As causas históricas manifestam-se nos baixos salários pagos pela iniciativa privada – e no seu inverso: os segmentos estamentais eternizados em situação privilegiada: régias remunerações contemplam o judiciário, a alta oficialidade das forças armadas, políticos profissionais e setores do funcionalismo público.

Junte-se a tal fato a corrupção perpetrada pelo alto empresariado junto a agentes públicos – agregando-se a isso a sonegação de impostos – e temos a receita social perfeita e o caldo de cultura exato a propiciar o encaminhamento do indivíduo socialmente desvalido ao crime.

Com o Estado aparelhado e tornado meio de vida para os privilegiados, todo o dinheiro que deveria estar ao dispor da sociedade vai parar em poucas contas bancárias. Simplificando: falta dinheiro para as funções sociais da instituição estatal.

E muitos jovens que vivem um cotidiano de privações e fome compreendem-se como membros de alguma forma de sociedade marginal e passam a vivenciá-la. Entendem-se como se tivessem o “direito” de ser criminosos.

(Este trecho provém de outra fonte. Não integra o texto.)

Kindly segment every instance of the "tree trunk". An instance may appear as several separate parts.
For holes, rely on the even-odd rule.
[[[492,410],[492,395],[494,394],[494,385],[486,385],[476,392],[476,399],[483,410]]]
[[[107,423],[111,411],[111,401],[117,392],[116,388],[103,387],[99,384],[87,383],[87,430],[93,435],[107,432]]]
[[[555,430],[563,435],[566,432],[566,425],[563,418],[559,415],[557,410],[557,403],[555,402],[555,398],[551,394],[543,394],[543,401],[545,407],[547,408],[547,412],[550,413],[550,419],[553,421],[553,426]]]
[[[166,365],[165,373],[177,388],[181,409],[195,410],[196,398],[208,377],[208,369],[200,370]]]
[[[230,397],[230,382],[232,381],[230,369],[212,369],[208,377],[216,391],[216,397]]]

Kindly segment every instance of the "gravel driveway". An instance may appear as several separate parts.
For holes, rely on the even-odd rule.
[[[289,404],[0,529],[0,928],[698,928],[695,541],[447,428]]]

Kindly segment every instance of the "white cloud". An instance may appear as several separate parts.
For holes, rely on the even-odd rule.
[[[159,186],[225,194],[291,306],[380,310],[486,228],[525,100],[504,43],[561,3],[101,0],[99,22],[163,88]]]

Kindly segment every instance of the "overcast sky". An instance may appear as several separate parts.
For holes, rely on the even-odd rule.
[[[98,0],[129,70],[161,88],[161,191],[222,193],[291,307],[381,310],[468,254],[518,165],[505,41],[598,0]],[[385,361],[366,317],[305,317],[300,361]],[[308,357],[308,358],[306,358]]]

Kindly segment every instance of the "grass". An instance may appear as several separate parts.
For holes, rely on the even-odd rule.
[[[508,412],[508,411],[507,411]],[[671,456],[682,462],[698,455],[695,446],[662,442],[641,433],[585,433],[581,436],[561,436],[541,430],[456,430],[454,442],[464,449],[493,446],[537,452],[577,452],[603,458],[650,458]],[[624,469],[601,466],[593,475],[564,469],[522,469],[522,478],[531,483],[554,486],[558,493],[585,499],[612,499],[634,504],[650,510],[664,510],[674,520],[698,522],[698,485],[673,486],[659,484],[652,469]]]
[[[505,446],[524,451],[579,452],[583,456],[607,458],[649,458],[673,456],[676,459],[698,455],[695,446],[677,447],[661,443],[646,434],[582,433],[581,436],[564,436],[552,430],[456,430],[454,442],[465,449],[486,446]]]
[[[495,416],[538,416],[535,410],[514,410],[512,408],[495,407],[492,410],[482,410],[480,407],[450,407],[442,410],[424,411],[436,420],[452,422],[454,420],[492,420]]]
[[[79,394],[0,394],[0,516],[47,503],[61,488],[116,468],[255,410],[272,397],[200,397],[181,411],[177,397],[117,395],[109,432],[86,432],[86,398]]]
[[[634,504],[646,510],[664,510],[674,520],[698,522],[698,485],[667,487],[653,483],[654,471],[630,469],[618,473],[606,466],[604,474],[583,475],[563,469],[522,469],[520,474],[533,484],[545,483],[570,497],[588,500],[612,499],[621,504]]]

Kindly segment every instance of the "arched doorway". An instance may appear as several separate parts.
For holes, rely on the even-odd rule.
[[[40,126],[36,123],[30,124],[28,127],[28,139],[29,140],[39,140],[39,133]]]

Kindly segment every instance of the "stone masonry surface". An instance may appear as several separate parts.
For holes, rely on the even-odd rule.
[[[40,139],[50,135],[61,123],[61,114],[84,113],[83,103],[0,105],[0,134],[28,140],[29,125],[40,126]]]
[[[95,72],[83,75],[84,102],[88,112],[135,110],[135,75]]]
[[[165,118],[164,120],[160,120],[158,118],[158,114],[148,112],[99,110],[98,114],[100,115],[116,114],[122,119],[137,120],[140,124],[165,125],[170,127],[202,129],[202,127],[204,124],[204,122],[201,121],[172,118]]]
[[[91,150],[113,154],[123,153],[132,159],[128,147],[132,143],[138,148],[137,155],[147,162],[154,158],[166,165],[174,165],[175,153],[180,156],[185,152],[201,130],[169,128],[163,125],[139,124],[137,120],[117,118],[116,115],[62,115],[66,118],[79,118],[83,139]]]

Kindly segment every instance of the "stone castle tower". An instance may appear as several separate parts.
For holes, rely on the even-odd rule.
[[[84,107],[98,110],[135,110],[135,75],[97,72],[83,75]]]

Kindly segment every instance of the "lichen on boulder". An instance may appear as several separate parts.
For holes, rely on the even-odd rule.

Ou seja: nas favelas e arrabaldes esse tipo de pensamento passa a ser compartilhado, torna-se um valor, uma espécie de crença, uma maneira de experienciar a existência e uma forma de ser no mundo.

Então, imbuído de tais princípios, o indivíduo passa a cometer atrocidades com grande desenvoltura e sem qualquer senso de culpa. Torna-se convicto. Mata e agride com a mesma naturalidade que um trabalhador ergue uma parede ou pega um ônibus de volta à casa. É o “direito” de ser criminoso.

Entre os criminosos e os privilegiados há um abismo profundo. As elites não estão dispostas a ceder seus privilégios; os bandidos reagem e buscam espaço. E  o resultado é o que temos: presídios explodindo, o terror batendo à sua porta. Mas as elites, protegidas, sabem o que são: as elites protegidas.

O Estado não tem como garantir ao trabalhador integridade física, bem-estar, sossego, tranquilidade, saúde, educação, cultura, transporte, dignidade.

Também não consegue ser eficaz na busca de levar adiante ações repressivo-preventivas para enfrentar aqueles que estão no caminho do crime, ofendendo os que trabalham.

E chegamos ao atual ponto: uma situação insustentável, especialmente pelo fato de que os criminosos já vivem seu sentimento de pertença a um grupo e entendem a sociedade como sua presa legítima.

Caso não haja uma profunda revisão de valores, caso os dinheiros públicos não venham a ter devida aplicação ;e mantendo-se – como serão mantidos– os privilégios e a corrupção, a tendência do quadro é de constante agravamento.

O “direito de ser criminoso” crescerá, e os bandidos, identitários e armados, continuarão a disseminar a violência e a morte. E as elites continuarão em seus castelos, protegidas e felizes.